Chap 1: The Jigsaw of Life

Along with some heart-warming and some personal stories, this blog is about having the courage to pick what can easily be described as the jigsaw of life and, with all its good and bad, to throw it into the air, disassemble it, and then piece by piece create a new and meaningful mosaic that brings new understanding and a better way of existing. A new reality. What is referred to by the psychologists and, interestingly, the Dalai Lama, as “Cognitive Restructuring”.   Finding more profound and fuller answers to things like “how did I get here in life”, “why am I who I am”, “how do I stop others hurting me” and “what do I prevent loneliness or anxiety”,  possibly even “how do I stop wanting to kill myself” and eventually “What is my purpose in life: What is my Ikigai”

The blog is about many things:

It’s about finding new ways to think and finding a resilience to cope better.  

It’s about creating a better relationship with ourselves built on the understanding of how we tick. 

It’s about turning over the pieces of our lives to unearth more of our great experiences as well as turning over the bad and the ugly and downright awful.  Sifting through what we’ve been taught by others to find a better reality when we reconstruct the puzzle. 

It’s about understanding why we are the toughest on ourselves and how to still be tough, but with a genuine love and respect for ourselves and others.  

It’s about moving and morphing the thousands of old pieces of ourselves into a more colourful, stronger, joyful and effective road map that has real meaning for us and the loved ones around us.  

I’ve personally spent sixty years on the path of cognitive restructuring, of rebuilding; interrogating my way of thinking, looking in every corner for answers for better ways to live, studying through research, therapy, reading, asking questions, asking “why?”, writing and journaling, testing the boundaries, meditation, relationships. Now it time to share some of what I’ve learned.

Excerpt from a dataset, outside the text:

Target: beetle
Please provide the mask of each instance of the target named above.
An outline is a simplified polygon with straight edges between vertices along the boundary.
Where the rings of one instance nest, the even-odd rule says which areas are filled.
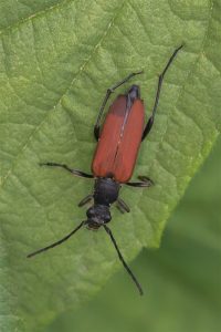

One of the things you’ll discover is that having a willingness to pull the jigsaw apart and start the restructuring all over again, climbing the ladder all the way from depressed victim up to joyful survivor; that’s Crossing The Bridge of Fire. It’s not easy.

We can always find great pieces to build a jigsaw framework.   My great and positive pieces that the lucky readers might be able to resonate with are having started life with a stable family, a house, good health, enough money to just about get by, a post-war environment of stability, being close to nature and animals, a good education system, a good health system; all the kind of things that are far too easy today to take for granted.  They each led to opportunities that took me into the world of adulthood, family and relationships whilst giving me the stability in a relatively open, democratic society to explore the freedoms that such a society offered.  

The good pieces brought opportunities for employment and creativity, resulting in a number of worthwhile careers and businesses including being a pilot, therapist, teacher, photographer and general entrepreneur winning awards for design, productivity and business successes.  

Each of those skills and experiences fostered new pieces with a developing sense of joy, purpose and spirituality as I travelled the world, climbed many beautiful mountains, lived for thirty years in a little wooden hut by the side of a glorious sea, travelled all over Europe in different forms of transport, and much more.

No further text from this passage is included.